The move from fibre channel HDDs to IOPS-dense flash storage enabled a big leap in performance; NVMe drives offer the next major performance leap, with much lower latency and greater density. Apeiron brings NVMe out of the rigid silos typical of scale-out architectures and into a networked environment. The ADS1000 provides a single pool of high performance NVM that IT can allocate to an unlimited number of servers. With petabyte-scale NVMe storage, no external switching, and significant server CPU benefits, the consolidation of hardware and IT functions provides a compelling ROI/TCO justification for the system.
NVMe was designed to get the most out of flash drives by optimizing the data path to the drive. Other solutions that use Infiniband or PCIe to access NVMe drives require external switches that add to the acquisition and management costs and drag down performance. The Apeiron architecture was designed to get the most performance from NVMe, and leverages an Ethernet fabric whose standardization and consolidation capabilities drive down costs and risk.
With our preview of the solution, ESG Lab validated that the ADS1000 delivers performance equal to or better than direct-attached storage, while providing a robust storage network for NVMe.
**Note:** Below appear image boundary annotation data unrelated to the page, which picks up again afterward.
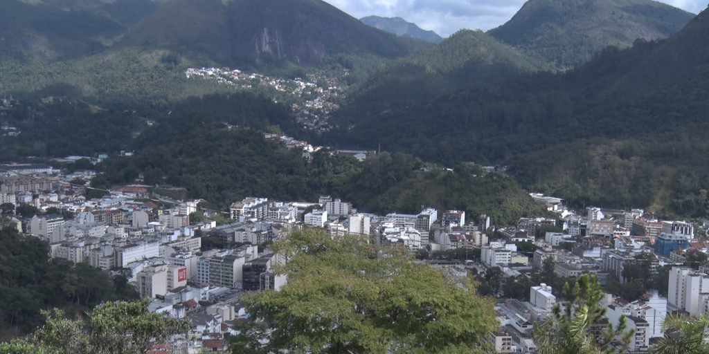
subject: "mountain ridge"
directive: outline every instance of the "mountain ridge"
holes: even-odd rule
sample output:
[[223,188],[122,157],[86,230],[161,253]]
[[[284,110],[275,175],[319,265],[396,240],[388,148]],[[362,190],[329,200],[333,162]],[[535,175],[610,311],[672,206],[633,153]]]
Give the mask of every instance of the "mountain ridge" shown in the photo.
[[367,25],[401,37],[411,37],[433,43],[440,43],[443,38],[432,30],[425,30],[415,23],[408,22],[401,17],[380,17],[370,16],[359,18]]
[[223,64],[303,66],[328,55],[393,58],[428,45],[367,26],[321,0],[170,0],[122,45],[196,52]]
[[566,69],[608,45],[669,37],[693,16],[652,0],[528,0],[509,21],[488,33]]

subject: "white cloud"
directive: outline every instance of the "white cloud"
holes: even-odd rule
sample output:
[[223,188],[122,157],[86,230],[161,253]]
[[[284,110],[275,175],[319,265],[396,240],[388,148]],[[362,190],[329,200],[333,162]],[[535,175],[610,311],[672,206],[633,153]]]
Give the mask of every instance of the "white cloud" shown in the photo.
[[[446,37],[461,28],[487,30],[507,22],[525,0],[325,0],[357,18],[401,17]],[[698,13],[708,0],[663,0]]]

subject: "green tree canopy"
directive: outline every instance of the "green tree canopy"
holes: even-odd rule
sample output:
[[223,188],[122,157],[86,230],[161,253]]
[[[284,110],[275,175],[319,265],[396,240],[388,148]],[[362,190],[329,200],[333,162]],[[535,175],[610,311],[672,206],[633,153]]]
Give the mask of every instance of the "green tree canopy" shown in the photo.
[[[566,302],[565,311],[557,304],[553,314],[547,319],[535,323],[532,338],[540,354],[601,354],[625,353],[635,333],[627,330],[625,316],[620,316],[618,325],[607,324],[600,336],[591,332],[593,325],[603,326],[605,308],[601,306],[603,292],[595,275],[581,275],[574,286],[564,286]],[[620,348],[611,346],[613,342]]]
[[705,314],[698,319],[683,316],[668,316],[662,329],[665,336],[653,346],[656,354],[707,354],[707,328],[709,315]]
[[233,353],[489,353],[498,324],[474,282],[368,241],[310,229],[274,244],[288,285],[242,298],[251,322]]
[[186,333],[189,320],[150,313],[150,299],[102,304],[89,319],[67,319],[59,309],[43,311],[47,323],[26,340],[0,343],[6,354],[142,354],[155,343]]

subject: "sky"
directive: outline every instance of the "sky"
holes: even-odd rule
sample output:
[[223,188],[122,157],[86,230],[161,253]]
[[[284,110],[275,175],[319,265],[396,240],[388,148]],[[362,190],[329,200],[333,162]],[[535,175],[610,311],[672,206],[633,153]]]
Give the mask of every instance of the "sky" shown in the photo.
[[[461,28],[487,30],[507,22],[525,0],[325,0],[350,15],[401,17],[447,37]],[[698,13],[707,0],[662,0]]]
IOPS, latency, and throughput comparisons yielded indistinguishable differences between the ADS1000 with an external NVMe SSD and an NVMe SSD internal to the server. These performance capabilities offer the ability to leverage VLUNs for server and drive optimization, increasing server efficiency without the storage overhead. Apeiron enables organizations to create performance-focused NVMe networks that can truly leverage the next generation of Hadoop, NoSQL, Splunk and other big data applications.
The ADS1000 delivers multiple racks of commercial NVMe drives with an integrated data fabric, all in a single 2U building block, capable of scaling to thousands of drives and hundreds of servers. First and foremost, this enables extreme performance for real-time and HPC workloads; it also enables lower capital and operational costs through the massive consolidation of servers and external switching. This all means more performance in a smaller footprint—and as NVMe drive densities and performance increase in the future, the Apeiron advantages will increase in kind.